Testing Bash with BATS

The Bash Automated Testing System puts Bash code through the same types of testing processes used by Java, Ruby, and Python developers.

Software developers writing applications in languages such as Java, Ruby, and Python have sophisticated libraries to help them maintain their software's integrity over time. They create tests that run applications through a series of executions in structured environments to ensure all of their software's aspects work as expected.

These tests are even more powerful when they're automated in a continuous integration (CI) system, where every push to the source repository causes the tests to run, and developers are immediately notified when tests fail. This fast feedback increases developers' confidence in the functional integrity of their applications.

The Bash Automated Testing System (BATS) enables developers writing Bash scripts and libraries to apply the same practices used by Java, Ruby, Python, and other developers to their Bash code.

Installing BATS

The BATS GitHub page includes installation instructions. There are two BATS helper libraries that provide more powerful assertions or allow overrides to the Test Anything Protocol (TAP) output format used by BATS. These can be installed in a standard location and sourced by all scripts. It may be more convenient to include a complete version of BATS and its helper libraries in the Git repository for each set of scripts or libraries being tested. This can be accomplished using the git submodule system.

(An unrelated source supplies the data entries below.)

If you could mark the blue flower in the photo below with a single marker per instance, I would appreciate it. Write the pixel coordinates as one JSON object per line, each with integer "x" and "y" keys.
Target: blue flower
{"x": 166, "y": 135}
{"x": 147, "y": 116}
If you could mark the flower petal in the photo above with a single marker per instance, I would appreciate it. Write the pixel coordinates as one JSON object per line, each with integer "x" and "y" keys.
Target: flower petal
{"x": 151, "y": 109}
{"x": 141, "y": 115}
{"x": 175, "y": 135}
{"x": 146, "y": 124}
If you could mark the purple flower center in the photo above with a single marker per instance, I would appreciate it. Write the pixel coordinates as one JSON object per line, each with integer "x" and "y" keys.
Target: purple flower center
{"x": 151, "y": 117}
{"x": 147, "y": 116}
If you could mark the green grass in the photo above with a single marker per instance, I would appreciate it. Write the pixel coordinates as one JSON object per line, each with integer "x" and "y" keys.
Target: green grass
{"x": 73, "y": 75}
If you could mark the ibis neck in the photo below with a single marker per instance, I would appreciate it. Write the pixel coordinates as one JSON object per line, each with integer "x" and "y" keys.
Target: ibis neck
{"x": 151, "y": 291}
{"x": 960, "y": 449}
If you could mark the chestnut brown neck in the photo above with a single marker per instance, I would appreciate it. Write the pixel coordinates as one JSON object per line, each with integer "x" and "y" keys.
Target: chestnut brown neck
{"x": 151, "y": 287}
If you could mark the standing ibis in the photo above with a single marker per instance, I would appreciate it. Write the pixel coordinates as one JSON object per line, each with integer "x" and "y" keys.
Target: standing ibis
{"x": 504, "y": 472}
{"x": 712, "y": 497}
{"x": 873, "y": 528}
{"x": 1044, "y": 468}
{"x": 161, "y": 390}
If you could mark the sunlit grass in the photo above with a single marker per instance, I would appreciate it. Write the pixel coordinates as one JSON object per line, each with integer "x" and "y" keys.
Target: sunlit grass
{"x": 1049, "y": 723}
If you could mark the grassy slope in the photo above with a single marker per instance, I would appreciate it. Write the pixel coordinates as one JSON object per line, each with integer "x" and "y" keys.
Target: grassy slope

The following commands will install BATS and its helper libraries into the test directory in a Git repository.

git submodule init
git submodule add https://github.com/sstephenson/bats test/libs/bats
git submodule add https://github.com/ztombol/bats-assert test/libs/bats-assert
git submodule add https://github.com/ztombol/bats-support test/libs/bats-support
git add .
git commit -m 'installed bats'

To clone a Git repository and install its submodules at the same time, use the

--recurse-submodules flag to git clone.

Each BATS test script must be executed by the bats executable. If you installed BATS into your source code repo's test/libs directory, you can invoke the test with:

./test/libs/bats/bin/bats <path to test script>

Alternatively, add the following to the beginning of each of your BATS test scripts:

#!/usr/bin/env ./test/libs/bats/bin/bats
load 'libs/bats-support/load'
load 'libs/bats-assert/load'

and chmod +x <path to test script>. This will a) make them executable with the BATS installed in ./test/libs/bats and b) include these helper libraries. BATS test scripts are typically stored in the test directory and named for the script being tested, but with the .bats extension. For example, a BATS script that tests bin/build should be called test/build.bats.

You can also run an entire set of BATS test files by passing a regular expression to BATS, e.g., ./test/lib/bats/bin/bats test/*.bats.

Organizing libraries and scripts for BATS coverage

Bash scripts and libraries must be organized in a way that efficiently exposes their inner workings to BATS. In general, library functions and shell scripts that run many commands when they are called or executed are not amenable to efficient BATS testing.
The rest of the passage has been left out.